Ese mundo ya no existe. Ese mundo sólo está presente en las mentes de las que aún seguimos atrapadas en aquellos tiempos, tanto nuestro cuerpo como nuestra alma... y nuestro corazón. Pero soñar es algo que no nos pueden arrebatar, y mientras soñemos, ese mundo existirá, quizá en una realidad paralela que no vemos con nuestros ojos a menos que los abramos y sepamos dónde mirar.
Yo soy una Dama y he sabido encontrar ese idílico mundo a mi alrededor. he abierto los ojos, he mirado y he encontrado todos los elementos para vivir en un mundo perfectamente medieval:
- En Granada está la Dragona que me cuida en mi Torre.
- Entre tejados y ciudades está ese dichoso gato negro (que en mi caso es una gata la mar de loca y adorable) que te habla con acertijos o no te lo dice todo, sólo por fastidiar; son cosas de gatos.

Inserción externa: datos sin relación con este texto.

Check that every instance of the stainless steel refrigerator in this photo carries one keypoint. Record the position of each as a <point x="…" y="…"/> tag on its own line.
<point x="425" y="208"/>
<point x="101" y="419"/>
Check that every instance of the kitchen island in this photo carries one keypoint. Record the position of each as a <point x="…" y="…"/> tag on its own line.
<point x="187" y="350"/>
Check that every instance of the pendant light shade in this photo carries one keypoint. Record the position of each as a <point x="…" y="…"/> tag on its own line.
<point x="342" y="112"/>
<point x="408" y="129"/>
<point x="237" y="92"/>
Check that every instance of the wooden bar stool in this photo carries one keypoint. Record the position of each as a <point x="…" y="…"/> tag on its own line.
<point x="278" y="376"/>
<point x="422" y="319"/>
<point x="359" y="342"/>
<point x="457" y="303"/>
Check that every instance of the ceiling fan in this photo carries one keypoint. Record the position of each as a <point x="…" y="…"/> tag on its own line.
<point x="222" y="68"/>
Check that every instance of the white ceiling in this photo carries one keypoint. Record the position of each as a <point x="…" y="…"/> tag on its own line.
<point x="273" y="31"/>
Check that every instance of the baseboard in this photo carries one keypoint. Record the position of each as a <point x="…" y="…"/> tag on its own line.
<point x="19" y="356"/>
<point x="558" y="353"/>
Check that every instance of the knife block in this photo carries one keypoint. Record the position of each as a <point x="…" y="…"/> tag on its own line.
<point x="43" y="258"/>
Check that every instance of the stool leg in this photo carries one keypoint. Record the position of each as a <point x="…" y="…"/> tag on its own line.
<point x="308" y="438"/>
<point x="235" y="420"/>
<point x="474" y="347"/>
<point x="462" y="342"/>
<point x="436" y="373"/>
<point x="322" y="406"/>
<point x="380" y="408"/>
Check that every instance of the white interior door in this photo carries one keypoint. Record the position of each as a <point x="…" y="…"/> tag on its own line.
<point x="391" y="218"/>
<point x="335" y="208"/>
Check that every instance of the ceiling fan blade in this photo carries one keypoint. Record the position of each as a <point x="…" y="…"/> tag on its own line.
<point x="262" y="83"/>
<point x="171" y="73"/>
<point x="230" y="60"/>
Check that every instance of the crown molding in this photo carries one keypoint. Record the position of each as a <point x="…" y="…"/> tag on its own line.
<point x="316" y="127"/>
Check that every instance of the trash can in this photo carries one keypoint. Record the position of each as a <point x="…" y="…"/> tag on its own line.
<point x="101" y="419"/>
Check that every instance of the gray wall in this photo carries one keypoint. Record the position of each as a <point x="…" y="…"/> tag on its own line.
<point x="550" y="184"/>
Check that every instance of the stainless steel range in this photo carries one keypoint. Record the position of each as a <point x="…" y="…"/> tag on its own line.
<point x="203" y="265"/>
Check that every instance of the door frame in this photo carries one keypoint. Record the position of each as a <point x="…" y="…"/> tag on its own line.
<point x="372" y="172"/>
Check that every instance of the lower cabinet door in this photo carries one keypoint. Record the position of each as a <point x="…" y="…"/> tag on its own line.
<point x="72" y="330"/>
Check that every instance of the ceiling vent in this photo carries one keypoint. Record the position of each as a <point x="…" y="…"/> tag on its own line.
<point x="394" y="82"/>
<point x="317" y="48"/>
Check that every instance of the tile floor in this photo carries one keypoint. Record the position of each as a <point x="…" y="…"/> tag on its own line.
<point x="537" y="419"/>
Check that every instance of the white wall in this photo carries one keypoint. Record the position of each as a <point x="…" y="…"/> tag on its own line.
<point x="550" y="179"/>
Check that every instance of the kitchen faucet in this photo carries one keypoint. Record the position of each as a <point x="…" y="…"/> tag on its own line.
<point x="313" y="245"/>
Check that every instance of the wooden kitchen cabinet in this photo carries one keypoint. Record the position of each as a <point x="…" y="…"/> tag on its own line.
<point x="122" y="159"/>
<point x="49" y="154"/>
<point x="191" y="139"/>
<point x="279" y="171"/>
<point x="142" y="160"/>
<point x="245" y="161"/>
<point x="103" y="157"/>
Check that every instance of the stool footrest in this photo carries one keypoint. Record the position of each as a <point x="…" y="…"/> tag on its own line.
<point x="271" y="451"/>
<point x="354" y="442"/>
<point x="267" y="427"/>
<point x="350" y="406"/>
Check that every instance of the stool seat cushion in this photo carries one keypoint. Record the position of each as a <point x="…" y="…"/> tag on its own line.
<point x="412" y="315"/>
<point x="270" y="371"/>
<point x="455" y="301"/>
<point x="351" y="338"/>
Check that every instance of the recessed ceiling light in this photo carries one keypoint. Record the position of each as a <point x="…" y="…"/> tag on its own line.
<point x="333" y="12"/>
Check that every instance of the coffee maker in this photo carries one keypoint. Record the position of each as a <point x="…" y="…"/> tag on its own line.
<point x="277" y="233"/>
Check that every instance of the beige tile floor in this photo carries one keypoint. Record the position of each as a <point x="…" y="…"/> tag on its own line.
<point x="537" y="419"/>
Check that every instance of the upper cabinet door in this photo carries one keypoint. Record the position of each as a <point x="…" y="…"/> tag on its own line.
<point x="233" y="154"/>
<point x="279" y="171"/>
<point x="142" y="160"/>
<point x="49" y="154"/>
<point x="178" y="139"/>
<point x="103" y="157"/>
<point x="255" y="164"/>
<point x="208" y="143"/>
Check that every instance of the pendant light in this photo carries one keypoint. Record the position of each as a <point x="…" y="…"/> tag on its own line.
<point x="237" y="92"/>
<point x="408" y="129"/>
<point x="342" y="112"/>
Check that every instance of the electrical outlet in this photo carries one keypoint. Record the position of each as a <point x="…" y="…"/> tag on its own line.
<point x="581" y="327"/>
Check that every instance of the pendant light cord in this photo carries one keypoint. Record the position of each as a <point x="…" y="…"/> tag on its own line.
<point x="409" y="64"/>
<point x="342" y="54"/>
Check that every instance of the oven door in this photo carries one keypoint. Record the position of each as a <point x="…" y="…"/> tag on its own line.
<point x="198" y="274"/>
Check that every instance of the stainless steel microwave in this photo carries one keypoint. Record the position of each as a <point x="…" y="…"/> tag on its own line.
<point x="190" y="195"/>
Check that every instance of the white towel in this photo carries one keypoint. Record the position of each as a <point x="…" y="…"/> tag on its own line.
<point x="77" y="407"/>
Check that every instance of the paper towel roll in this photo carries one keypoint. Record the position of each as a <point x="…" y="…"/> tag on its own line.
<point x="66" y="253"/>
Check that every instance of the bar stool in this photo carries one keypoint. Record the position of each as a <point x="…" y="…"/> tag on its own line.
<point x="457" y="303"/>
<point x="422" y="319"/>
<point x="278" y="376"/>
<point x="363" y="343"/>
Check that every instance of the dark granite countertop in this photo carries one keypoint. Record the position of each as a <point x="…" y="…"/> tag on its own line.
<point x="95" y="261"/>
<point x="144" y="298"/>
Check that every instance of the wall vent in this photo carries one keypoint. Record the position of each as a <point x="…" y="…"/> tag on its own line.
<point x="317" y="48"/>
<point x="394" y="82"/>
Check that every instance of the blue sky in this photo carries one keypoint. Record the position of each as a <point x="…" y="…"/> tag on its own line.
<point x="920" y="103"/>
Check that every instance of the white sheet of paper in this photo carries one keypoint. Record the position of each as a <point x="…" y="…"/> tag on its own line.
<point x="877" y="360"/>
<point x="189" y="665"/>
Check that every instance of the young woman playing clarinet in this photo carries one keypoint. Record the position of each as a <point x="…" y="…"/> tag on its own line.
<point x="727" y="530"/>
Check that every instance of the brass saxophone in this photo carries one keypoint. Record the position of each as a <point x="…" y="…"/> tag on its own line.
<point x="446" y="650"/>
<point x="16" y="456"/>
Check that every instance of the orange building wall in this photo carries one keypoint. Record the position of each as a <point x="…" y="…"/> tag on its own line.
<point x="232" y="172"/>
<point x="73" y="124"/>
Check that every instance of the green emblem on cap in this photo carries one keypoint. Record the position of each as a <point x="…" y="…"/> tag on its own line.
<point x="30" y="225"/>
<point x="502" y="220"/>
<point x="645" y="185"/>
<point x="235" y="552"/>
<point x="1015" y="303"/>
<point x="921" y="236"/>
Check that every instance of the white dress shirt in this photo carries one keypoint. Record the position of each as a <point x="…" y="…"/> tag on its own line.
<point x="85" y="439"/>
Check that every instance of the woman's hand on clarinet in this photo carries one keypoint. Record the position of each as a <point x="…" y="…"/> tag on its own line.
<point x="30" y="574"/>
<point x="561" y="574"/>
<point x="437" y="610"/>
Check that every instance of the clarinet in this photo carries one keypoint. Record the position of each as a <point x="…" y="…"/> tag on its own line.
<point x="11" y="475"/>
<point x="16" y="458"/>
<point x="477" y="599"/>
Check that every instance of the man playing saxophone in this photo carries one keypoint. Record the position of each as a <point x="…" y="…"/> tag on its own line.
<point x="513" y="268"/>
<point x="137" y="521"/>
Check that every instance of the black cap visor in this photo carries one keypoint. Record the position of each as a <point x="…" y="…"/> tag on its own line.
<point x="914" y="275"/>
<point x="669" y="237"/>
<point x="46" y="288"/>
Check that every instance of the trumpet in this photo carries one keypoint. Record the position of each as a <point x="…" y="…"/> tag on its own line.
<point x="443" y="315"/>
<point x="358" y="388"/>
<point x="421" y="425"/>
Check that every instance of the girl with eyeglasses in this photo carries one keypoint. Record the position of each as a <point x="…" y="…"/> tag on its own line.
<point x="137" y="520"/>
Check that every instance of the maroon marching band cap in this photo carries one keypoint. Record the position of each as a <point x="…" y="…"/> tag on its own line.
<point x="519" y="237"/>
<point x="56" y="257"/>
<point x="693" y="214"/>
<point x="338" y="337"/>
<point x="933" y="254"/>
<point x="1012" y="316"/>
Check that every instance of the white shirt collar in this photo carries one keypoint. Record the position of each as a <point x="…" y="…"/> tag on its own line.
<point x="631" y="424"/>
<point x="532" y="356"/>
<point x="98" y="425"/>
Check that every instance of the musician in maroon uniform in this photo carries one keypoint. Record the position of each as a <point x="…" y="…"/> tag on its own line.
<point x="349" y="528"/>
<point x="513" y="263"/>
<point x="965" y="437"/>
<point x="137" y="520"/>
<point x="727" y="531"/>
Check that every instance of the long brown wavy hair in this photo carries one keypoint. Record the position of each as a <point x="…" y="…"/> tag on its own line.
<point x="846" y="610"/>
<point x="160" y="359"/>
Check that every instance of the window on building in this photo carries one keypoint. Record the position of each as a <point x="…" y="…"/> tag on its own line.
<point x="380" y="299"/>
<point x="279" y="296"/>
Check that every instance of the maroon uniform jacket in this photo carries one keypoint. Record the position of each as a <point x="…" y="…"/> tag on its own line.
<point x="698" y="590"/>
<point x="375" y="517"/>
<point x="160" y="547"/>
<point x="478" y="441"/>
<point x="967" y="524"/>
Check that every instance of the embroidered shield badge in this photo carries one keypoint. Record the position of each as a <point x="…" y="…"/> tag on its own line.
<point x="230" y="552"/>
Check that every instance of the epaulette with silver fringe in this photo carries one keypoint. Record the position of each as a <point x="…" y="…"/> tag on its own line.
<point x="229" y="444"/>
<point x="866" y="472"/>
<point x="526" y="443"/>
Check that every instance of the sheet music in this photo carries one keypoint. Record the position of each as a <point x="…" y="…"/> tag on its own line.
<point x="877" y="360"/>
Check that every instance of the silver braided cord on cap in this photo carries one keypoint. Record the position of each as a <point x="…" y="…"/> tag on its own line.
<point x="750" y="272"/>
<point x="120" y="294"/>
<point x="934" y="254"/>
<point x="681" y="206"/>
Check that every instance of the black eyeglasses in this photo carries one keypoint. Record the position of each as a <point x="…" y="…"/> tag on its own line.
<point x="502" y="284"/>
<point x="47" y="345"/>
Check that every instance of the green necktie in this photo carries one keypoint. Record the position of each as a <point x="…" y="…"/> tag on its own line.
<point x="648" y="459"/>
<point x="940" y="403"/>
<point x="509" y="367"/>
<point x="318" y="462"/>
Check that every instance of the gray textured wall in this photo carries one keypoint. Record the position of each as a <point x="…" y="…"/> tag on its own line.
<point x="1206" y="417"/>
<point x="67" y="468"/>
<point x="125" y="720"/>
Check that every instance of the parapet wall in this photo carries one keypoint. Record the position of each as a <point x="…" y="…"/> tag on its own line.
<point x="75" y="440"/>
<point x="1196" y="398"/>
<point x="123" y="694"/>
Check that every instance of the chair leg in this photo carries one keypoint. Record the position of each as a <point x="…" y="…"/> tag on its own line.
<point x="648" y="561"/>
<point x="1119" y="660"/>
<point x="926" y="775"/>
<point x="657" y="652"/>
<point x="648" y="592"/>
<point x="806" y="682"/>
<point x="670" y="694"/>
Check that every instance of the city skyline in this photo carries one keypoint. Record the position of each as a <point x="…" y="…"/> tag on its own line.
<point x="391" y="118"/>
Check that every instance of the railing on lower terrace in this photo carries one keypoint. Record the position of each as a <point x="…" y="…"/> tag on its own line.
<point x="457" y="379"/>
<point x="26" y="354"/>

- A mi lado tengo al Caballero-Dragón que defiende mi honor y mi Castillo.
- En mi corazón está Rovin, para susurrarme, aconsejarme y acompañarme a lo largo de mis aventuras cuando nadie más puede hacerlo.
- Perdido por el mundo está ese enigmático chico que no te inspira confianza pero confío en él, porque sí, porque mi Dragona confía.
Todos los elementos que constituyeron mi mundo de Dama y que lo mantienen en pié a pesar de las tormentas y vendavales que envíen para destrozarlo.
Mi Mundo sólo los necesita a ellos, a mi familia, la que yo he elegido y la que me acepta como soy.
Gracias Caín, por dármelos.
Hoy me ha dado por sentarme en la ventana de la más alta torre del Castillo, desde donde puedo ver por encima de las copas de los árboles que me rodean, desde donde puedo contemplar el vuelo de las aves, rasgando la suave tela que es el cielo azul, desde donde puedo ver el vasto Mundo más allá de mi Bosque y mis murallas, desde donde puedo rogar que todos estén bien, allá lejos, en algún lugar cercano al horizonte; desde donde puedo daros las gracias por existir.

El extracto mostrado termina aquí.